Editorial: Nossa personalidade no Carnaval
Esta semana foi marcada pelo Carnaval e pela quarta-feira de cinzas, duas datas ambíguas, comemoradas quase juntas, mostrando a dualidade do comportamento humano. O Carnaval foi uma das tradições pagãs que, no século lV, a Igreja acabou permitindo como “válvula de escape” diante das exigências impostas aos medievos no período da Quaresma. Assim, as pessoas […]
Esta semana foi marcada pelo Carnaval e pela quarta-feira de cinzas, duas datas ambíguas, comemoradas quase juntas, mostrando a dualidade do comportamento humano.
O Carnaval foi uma das tradições pagãs que, no século lV, a Igreja acabou permitindo como “válvula de escape” diante das exigências impostas aos medievos no período da Quaresma. Assim, as pessoas poderiam se esbaldar em comidas, festas, bebidas e prostituição como forma de compensar o período de penitências e abstinências dos 40 dias que antecediam a Páscoa.
Com o passar dos anos a comemoração destas datas mudou muito e sofreu a influência de acordo com o lugar e cultura. O Carnaval de Veneza é diferente do nosso, assim como as tradições da Páscoa também mudam de país para país.
E justamente por sofrer esta influência da cultura de cada local que se molda estas festas com personalidades próprias, únicas. No Brasil, o Carnaval foi assimilado de tal forma que se transformou na maior festa popular do mundo.
Mas como toda personalidade não é só do bem ou mal, o Carnaval também expõe todas as características que marcam o nosso cotidiano. Não somos só alegria, mas também violência. Arrastões em SP, brigas em Salvador, tumulto em Curitiba são só alguns dos vários casos registrados em todo Brasil neste ano.
Estamos mais para quarta-feira de cinzas do que para o Carnaval, descolando mais uma vez nossa personalidade do resto do país
Nos desfiles de nosso Carnaval mostramos um show de organização e criatividade, que explode nos enredos e fantasias, mas que também muitas vezes ultrapassa o limite da crítica social, profanando temas religiosos, como aconteceu nos desfiles do Rio e São Paulo.
O próprio funcionamento do Carnaval é um retrato da sociedade, com muita informalidade e origem de recursos duvidosos, vindos inclusive de contravenção, como demonstrado em 2011 com a Operação Dedo de Deus e em 2018 com a Operação Mala da Fortuna, que prendeu bicheiros e dirigentes de escolas de samba que usavam esquema criminoso para lavagem de dinheiro.

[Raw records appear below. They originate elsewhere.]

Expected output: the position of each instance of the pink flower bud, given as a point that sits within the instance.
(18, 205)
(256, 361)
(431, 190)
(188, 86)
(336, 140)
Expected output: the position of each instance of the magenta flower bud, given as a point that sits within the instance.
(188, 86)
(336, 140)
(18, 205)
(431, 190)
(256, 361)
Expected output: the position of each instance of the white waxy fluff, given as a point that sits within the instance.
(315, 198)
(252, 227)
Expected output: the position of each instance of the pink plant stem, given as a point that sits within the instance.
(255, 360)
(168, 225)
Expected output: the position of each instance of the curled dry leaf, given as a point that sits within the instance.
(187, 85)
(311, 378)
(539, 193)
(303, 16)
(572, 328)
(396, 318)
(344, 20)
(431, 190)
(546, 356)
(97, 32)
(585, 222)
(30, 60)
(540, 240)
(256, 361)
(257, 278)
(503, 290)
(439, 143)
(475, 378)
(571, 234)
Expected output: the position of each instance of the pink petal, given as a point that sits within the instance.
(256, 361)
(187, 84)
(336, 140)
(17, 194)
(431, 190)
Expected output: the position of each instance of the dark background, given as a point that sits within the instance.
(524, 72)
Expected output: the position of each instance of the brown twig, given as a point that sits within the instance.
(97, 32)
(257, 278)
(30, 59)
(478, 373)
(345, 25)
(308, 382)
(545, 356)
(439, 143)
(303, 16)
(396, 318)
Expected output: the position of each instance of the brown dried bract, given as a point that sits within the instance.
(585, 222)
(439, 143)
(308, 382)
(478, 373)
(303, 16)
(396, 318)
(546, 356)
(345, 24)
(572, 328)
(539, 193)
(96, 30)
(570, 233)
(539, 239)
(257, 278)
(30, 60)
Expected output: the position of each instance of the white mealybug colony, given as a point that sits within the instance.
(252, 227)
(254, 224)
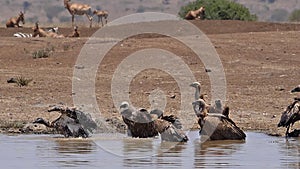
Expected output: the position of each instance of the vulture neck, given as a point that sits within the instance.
(197, 93)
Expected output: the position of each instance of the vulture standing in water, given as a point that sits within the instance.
(142, 124)
(289, 117)
(296, 89)
(215, 122)
(71, 122)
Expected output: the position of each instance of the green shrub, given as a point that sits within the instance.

O Carnaval também mostra nosso baixo nível de educação e respeito. Basta olhar a quantidade de lixo que se fica nas concentrações das festas e também nos dejetos humanos espalhados pelas ruas e vielas de lugares históricos, mostrando o descaso com o meio ambiente e com o patrimônio histórico cultural brasileiro.
Neste vale tudo em nome da diversão e alegria a grande imprensa também embarca, dando a ideia que o Brasil inteiro está pulando como Salvador ou desfilando como no Rio de Janeiro. Suas exaustivas transmissões monopolizam a programação com foco nestas manifestações regionais, intensificando sua importância.
Mas se este é o retrato do Brasil, não se pode dizer que Brusque está inserido nele. Por aqui as pessoas até gostam de um feriado e de festas, mas o Carnaval não está contemplado em nosso calendário. Não houve nenhuma manifestação carnavalesca na cidade.
Nenhum clube, grupo ou mesmo o poder municipal se interessou na folia e também não se tem o registro de reclamações por esta ausência. Por aqui o caricato folião brasileiro, sambista e malandro dá lugar ao pai de família, trabalhador e religioso, mostrando que no quesito Carnaval nosso interesse é mínimo. Estamos mais para quarta-feira de cinzas do que para o Carnaval, descolando mais uma vez nossa personalidade do resto do país.